Ministerial address at SETT
Peter Peacock, the Scottish Education minister, is talking about the uncertainties of our fast-changing future and how Scotland, while working incredibly hard at finding ways to cope with these through its education system, is doing what many other countries are doing. I'm not sure if this is a ministerial 'could do better', but the message is a good one - no matter how seismic we think something new and groundbreaking is, someone somewhere will have thought of it and done it already, or is on the cusp of doing it. There's not point in being the best and biggest now, if in two years more shrewd nations have leapfrogged us.
It is nice to be told by your Education Minister, though, that you are working in one of the best education systems in the world. Sometimes it's just nice to know.

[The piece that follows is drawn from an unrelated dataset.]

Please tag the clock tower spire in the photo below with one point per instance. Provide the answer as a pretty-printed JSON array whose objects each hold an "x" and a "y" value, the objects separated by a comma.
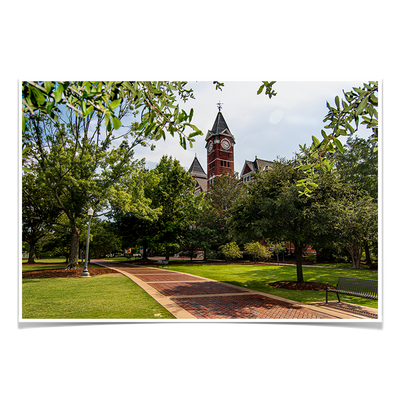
[{"x": 220, "y": 149}]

But a lot of this is also down to the fact that, despite falling student numbers, we are increasing our profession with 3000 new teachers a year to help bring class sizes down. The politicians have also made sure that there is less class contact time to leave more time for professional development and planning. There are also now 27 schools of ambition, striving to become as forward thinking as possible in their chosen areas along with laws to ensure more parental involvement in the education of their children. The most important change: teachers are being handed over their professionalism, and being trusted in their decisions and attitudes. This, of course, depends on having good teachers in the first place who feel empowered to improve themselves further. I like the fact that Peacock admits that there are refusenicks not taking responsibility for their part in the national changes for the better - and there's a lot of weak management of schools (15-20% according to the inspectors, apparently). But with a vast majority wanting the change away from what we've done before the hope is that they (us?) will carry it through. Well, at least John and I on Skype thought he was talking about them. Let us believe...
Grand words - is it the reality in your classroom, though?